Budris introduces the frailty of life in “Keeping Things Alive,” in which she describes the plants lining her window ledge—"bamboo shoots, devil’s ivy, an elephant bush,/two cacti, one orange, one yellow.” She details the efforts made to meet the plants’ needs: new pots, different windows. But among the stems and leaves, Budris finds her blue Betta floating dead in his fishbowl—a discovery that shakes her. She scribbles a note for her sleeping partner: I’m afraid all the plants are dying. Her sentiment suggests that the Betta’s death heralds a larger, systemic failure.
In perhaps the most baldly confessional, unabashedly grief-shocked poem of the collection, Budris shares the immediate aftermath of her mother’s death in “The First Morning.” Her voice is frank and vulnerable:
I know it’s almost noon,
but I don’t want to get out of bed.
You are not here…
I’ve never done this
before. Said goodbye
forever.
Nature is a recurring theme in Budris’ poetry. In “How to Survive a Blizzard,” she observes how a family of cardinals reacts to a winter storm:
They know
the best protection from a blizzard
is not to fly, but to burrow, escaping
the elements by surrounding themselves
in a cave to keep warm, wait out the storm.
One feels these lines speak also to the “storm” Budris weathers, and that the birds’ method of sheltering in place applies to her as well.
“Mid-Bloom” is another poem that looks to the natural world. Budris reflects that “My whole adult life, I have failed to keep/ a plant alive beyond a few months.” She goes on to reminisce about planting flowers with her mother when she was a child.
I’m not sure where in the last thirty years I lost
my green thumb. But there
in the backyard, my mother knew
I was capable, nurturing, and strong. As if
she knew I would be on my own
much too young when she left this world
much too soon, a flower mid-bloom
The poet also writes of her own experience with breast cancer, from diagnosis to hair loss. In “If Things Were Otherwise,” this experience brings her closer to her mother as she imagines an alternate reality in which her mother still lives. She contemplates the effects of the disease that she shares with her mother, to whom she has “never felt closer,/connected by cancer.” She concludes, “This time, we’re both cancer patients./This time, I’d understand.” Ironically, the disease that took her mother’s life also binds the two women.
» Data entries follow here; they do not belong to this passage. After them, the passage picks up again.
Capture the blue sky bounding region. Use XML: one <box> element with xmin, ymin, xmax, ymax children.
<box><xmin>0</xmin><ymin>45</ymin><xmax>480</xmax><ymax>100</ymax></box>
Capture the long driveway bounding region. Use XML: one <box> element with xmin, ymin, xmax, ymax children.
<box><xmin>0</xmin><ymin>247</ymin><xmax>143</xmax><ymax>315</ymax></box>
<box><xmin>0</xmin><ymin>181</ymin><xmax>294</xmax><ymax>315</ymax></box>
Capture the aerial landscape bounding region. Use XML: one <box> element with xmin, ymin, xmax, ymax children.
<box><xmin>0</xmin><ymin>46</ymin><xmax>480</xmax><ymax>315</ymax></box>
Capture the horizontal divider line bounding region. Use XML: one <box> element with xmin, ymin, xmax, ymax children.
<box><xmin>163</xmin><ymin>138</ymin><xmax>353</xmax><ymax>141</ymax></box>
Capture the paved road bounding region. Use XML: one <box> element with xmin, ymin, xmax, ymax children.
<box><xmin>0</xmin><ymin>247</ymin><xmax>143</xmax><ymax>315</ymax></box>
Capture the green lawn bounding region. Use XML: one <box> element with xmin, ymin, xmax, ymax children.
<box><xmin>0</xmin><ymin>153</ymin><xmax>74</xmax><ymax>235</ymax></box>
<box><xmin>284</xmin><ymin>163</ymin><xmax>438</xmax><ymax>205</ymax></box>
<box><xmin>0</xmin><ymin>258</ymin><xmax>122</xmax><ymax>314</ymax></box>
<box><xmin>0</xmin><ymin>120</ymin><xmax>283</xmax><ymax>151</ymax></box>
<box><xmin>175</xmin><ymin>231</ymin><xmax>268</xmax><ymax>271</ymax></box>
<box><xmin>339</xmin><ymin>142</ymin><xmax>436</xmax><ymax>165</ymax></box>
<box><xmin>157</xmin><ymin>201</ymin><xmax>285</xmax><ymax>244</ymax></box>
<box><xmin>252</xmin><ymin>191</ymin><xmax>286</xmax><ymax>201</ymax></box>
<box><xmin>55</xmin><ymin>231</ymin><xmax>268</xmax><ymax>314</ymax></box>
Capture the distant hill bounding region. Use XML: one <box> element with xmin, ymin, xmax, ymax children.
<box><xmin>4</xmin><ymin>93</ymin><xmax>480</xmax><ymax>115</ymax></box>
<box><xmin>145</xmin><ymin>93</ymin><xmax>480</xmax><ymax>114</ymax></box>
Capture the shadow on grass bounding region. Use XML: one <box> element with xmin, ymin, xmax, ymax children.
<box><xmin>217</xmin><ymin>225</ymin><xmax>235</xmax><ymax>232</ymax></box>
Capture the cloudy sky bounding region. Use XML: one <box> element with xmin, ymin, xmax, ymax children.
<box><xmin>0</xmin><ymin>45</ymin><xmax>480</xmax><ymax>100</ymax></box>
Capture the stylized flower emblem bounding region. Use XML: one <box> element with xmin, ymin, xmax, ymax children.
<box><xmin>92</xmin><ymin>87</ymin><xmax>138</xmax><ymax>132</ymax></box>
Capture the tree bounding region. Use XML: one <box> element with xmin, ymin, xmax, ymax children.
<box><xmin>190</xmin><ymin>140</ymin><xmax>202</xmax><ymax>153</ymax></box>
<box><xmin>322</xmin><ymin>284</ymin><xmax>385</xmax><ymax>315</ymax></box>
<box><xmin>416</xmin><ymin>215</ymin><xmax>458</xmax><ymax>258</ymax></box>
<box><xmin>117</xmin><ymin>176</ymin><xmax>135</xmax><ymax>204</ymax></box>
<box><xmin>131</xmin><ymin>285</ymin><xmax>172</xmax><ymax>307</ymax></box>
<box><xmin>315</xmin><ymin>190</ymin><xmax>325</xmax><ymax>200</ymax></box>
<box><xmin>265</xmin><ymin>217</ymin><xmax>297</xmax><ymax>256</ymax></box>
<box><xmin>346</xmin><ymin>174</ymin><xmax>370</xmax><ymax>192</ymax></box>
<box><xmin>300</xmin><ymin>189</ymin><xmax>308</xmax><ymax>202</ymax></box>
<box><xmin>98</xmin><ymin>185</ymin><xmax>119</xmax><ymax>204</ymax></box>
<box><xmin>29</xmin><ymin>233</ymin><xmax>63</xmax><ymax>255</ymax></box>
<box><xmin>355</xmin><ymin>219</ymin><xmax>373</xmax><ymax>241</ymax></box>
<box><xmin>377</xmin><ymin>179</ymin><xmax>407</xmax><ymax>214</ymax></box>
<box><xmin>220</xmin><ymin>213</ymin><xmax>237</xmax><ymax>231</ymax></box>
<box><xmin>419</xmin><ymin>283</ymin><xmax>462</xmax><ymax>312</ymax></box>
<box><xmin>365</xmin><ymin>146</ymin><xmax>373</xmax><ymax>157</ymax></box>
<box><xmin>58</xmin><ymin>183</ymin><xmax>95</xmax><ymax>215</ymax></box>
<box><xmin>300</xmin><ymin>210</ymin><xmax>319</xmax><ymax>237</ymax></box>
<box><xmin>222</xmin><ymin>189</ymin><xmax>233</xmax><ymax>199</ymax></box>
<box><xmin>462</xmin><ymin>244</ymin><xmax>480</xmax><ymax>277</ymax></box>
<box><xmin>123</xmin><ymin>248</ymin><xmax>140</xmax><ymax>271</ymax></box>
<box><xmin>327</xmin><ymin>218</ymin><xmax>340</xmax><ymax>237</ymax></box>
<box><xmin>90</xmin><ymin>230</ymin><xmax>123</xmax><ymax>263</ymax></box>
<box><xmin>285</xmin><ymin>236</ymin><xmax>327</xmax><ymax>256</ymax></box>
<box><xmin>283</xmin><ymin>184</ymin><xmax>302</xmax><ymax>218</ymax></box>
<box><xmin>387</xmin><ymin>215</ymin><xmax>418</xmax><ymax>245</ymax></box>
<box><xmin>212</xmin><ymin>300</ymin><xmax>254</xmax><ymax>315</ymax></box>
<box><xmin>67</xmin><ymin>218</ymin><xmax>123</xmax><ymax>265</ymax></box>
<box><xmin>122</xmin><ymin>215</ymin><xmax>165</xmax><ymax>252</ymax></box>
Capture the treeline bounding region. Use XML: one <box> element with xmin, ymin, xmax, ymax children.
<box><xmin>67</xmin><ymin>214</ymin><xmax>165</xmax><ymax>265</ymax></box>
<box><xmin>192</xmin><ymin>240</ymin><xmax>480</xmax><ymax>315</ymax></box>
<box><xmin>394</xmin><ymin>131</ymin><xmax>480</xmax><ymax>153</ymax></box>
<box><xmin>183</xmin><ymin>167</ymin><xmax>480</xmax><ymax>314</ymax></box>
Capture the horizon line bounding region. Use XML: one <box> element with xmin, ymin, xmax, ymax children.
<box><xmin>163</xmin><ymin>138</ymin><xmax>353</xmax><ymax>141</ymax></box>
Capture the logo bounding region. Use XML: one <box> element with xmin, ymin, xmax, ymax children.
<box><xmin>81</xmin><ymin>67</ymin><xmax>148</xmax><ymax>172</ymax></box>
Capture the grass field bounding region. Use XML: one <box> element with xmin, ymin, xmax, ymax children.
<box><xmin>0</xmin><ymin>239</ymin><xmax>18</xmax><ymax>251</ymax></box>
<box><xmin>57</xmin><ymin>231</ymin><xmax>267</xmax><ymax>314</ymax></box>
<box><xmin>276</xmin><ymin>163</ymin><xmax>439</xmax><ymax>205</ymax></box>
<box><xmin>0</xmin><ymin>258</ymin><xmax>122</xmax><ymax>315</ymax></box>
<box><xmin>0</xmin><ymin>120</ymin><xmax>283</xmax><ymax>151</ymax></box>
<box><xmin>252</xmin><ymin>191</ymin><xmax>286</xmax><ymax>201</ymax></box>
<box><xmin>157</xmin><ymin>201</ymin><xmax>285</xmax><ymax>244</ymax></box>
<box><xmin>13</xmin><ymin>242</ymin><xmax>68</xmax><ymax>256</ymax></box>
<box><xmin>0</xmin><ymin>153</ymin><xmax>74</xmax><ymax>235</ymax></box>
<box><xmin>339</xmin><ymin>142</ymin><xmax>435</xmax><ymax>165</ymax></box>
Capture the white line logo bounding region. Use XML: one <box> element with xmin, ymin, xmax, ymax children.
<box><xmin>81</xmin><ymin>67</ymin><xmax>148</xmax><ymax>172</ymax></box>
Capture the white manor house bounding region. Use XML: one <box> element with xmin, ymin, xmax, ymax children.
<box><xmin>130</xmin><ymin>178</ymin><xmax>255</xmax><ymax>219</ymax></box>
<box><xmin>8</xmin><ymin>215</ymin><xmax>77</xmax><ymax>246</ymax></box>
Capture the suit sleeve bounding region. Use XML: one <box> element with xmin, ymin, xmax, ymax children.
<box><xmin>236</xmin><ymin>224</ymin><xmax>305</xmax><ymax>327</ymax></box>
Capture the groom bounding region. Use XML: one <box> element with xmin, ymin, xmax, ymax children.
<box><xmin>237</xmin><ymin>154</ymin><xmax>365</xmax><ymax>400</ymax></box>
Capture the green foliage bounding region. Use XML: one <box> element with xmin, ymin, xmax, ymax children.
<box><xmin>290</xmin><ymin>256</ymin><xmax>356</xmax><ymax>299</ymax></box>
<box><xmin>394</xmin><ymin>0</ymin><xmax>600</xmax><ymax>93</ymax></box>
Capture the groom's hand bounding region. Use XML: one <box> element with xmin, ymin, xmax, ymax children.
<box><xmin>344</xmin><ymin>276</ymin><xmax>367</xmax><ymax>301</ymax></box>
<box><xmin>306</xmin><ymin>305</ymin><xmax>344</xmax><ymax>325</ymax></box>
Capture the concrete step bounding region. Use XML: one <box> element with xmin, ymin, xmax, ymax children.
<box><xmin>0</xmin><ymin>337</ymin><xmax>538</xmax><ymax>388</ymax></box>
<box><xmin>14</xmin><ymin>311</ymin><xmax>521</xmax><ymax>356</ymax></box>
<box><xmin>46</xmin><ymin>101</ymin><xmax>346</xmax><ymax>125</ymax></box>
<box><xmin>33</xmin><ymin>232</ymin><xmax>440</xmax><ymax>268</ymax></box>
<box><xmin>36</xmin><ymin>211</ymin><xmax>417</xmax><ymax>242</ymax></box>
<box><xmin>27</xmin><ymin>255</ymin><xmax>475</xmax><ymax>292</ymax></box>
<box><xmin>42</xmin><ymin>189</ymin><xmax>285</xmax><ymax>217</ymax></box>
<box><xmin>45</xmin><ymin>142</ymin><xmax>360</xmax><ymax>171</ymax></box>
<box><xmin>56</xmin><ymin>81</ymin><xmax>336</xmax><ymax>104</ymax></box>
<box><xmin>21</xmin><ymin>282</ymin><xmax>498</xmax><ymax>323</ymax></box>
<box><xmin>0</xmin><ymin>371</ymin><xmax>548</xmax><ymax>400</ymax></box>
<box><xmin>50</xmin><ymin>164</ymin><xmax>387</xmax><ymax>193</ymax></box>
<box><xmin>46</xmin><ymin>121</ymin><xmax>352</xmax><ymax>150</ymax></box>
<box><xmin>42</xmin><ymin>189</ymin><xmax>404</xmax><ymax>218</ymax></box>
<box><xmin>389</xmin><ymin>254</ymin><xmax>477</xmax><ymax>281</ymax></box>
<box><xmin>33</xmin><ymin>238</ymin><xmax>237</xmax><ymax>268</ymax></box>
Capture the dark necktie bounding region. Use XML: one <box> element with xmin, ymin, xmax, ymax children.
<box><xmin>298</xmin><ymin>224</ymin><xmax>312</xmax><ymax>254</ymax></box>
A poem that stands out to me is “Waiting for the Blue Line, Chicago.” Budris describes toeing and leaning out over the colored stripe running along the platform, meant to warn passengers to keep back.
She wonders whether
she could see the train coming better from down there—
white cyclops barreling
out of the darkness
The narrator balances, literally and figuratively, pulled by an impulse that reminds me of Poe’s “Imp of the Perverse”: “There is no passion in nature so demoniacally impatient, as that of him who, shuddering upon the edge of a precipice, thus meditates a Plunge.” I admire the subtlety and shiver-inducing quality of the poem. In addition, “Waiting” strikes at the heart of the survival issue, asking whether the narrator can withstand the most dangerous force of all—the one that vacillates within her.
These accessible poems share the writer’s pain and hard-won wisdom with a quiet ferocity, and their impact lingers like the scent of a summer bloom.
Abbey J. Porter writes poetry and memoir about people, relationships, and life struggles. She holds an MFA in creative writing from Queens University of Charlotte, an MA in liberal studies from Villanova University, and a BA in English from Gettysburg College. Abbey works in communications and lives in Cheltenham, Pa., with her two dogs.